14. La mitsva et les instruments de la mitsva

Puisque cette mitsva est également appelée dérekh erets (loi naturelle, bonnes manières), il va de soi qu’elle doit s’accomplir dans le plaisir et la joie, suivant la voie commune à l’humanité. L’encadrement de ce vif désir naturel par la mitsva n’est pas destiné à le museler, mais à révéler sa valeur sainte, et à l’orienter conformément à la halakha, afin qu’il puisse s’assouvir, dans le dévouement, tout au long des années. Toutefois, il reste à se demander s’il y a quelque valeur à ce que l’homme et la femme intensifient chacun son propre désir, et s’efforcent eux-mêmes d’éprouver autant de plaisir et de joie que possible, ou s’il leur suffit de s’appliquer à se réjouir l’un l’autre.
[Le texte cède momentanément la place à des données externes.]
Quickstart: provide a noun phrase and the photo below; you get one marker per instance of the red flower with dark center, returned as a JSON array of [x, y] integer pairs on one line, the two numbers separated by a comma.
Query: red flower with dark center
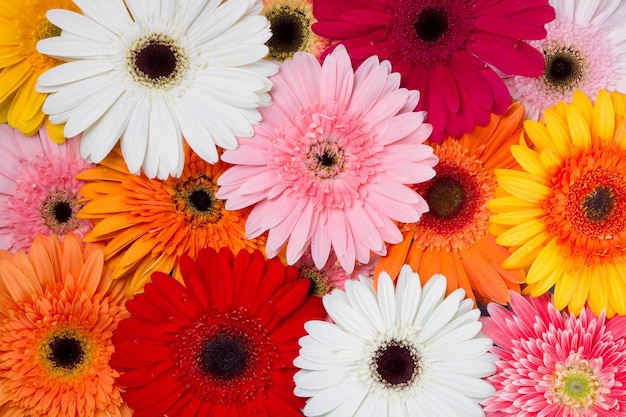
[[220, 344], [446, 49]]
On peut, semble-t-il, appliquer à ce domaine une distinction halakhique importante : il existe, d’un côté, la mitsva, et de l’autre les instruments de la mitsva (makhchiré mitsva). La mitsva qui incombe à l’homme est d’apporter jouissance à sa femme, tandis que le fait qu’il éprouve lui-même de la jouissance est considéré comme un instrument (un moyen) de la mitsva. En effet, grâce à cela, l’homme aura davantage d’envie et de volonté de réjouir son épouse. Selon la halakha, les instruments de la mitsva sont assimilés à la mitsva elle-même ; cela, à condition qu’ils se joignent à celle-ci. En d’autres termes, lorsque l’homme réussit à réjouir son épouse, la propre joie qu’il éprouve participe aussi de la mitsva ; et plus il apportera de joie à son épouse, plus grande sera sa mitsva, de sorte que, par-là même, la joie qu’il éprouvera personnellement sera, elle aussi, considérée comme participant d’une mitsva plus grande. Par contre, s’il ne parvient pas à apporter jouissance à son épouse, la jouissance personnelle qu’il éprouvera ne sera pas constitutive d’une mitsva. Cependant, cette jouissance aura tout de même une valeur élémentaire, en ce qu’elle le préservera de la faute, comme nous l’avons vu ci-dessus (§ 3 et 5).

Même chose du côté de la femme : lorsqu’elle réjouit son mari, elle accomplit une mitsva, tandis que le plaisir personnel qu’elle éprouve est, à son égard, un instrument de la mitsva. Et plus elle parviendra à donner de jouissance à son mari, plus grande sera la valeur de la propre jouissance qu’elle éprouve.

Si l’on approfondit davantage le sujet, on s’aperçoit que, par le fait qu’elle veuille jouir de l’union, et que, à cette fin, elle s’ouvre à son mari, lui donnant la possibilité de la réjouir d’une pleine joie, elle lui permet d’accomplir sa mitsva. Si bien que la jouissance qu’elle éprouve constitue un instrument de la mitsva de deux points de vue : grâce à elle, la femme donne à son mari le mérite d’accomplir la mitsva, et le désir croît en elle de le réjouir.

De même pour l’homme : la joie et le plaisir qu’il éprouve grâce à sa femme font partie des instruments de la mitsva à deux égards : par cela, le désir va croître en l’homme d’apporter plus de jouissance à sa femme, et il donnera à celle-ci le mérite d’accomplir sa propre mitsva, consistant dans le fait d’apporter à son mari jouissance.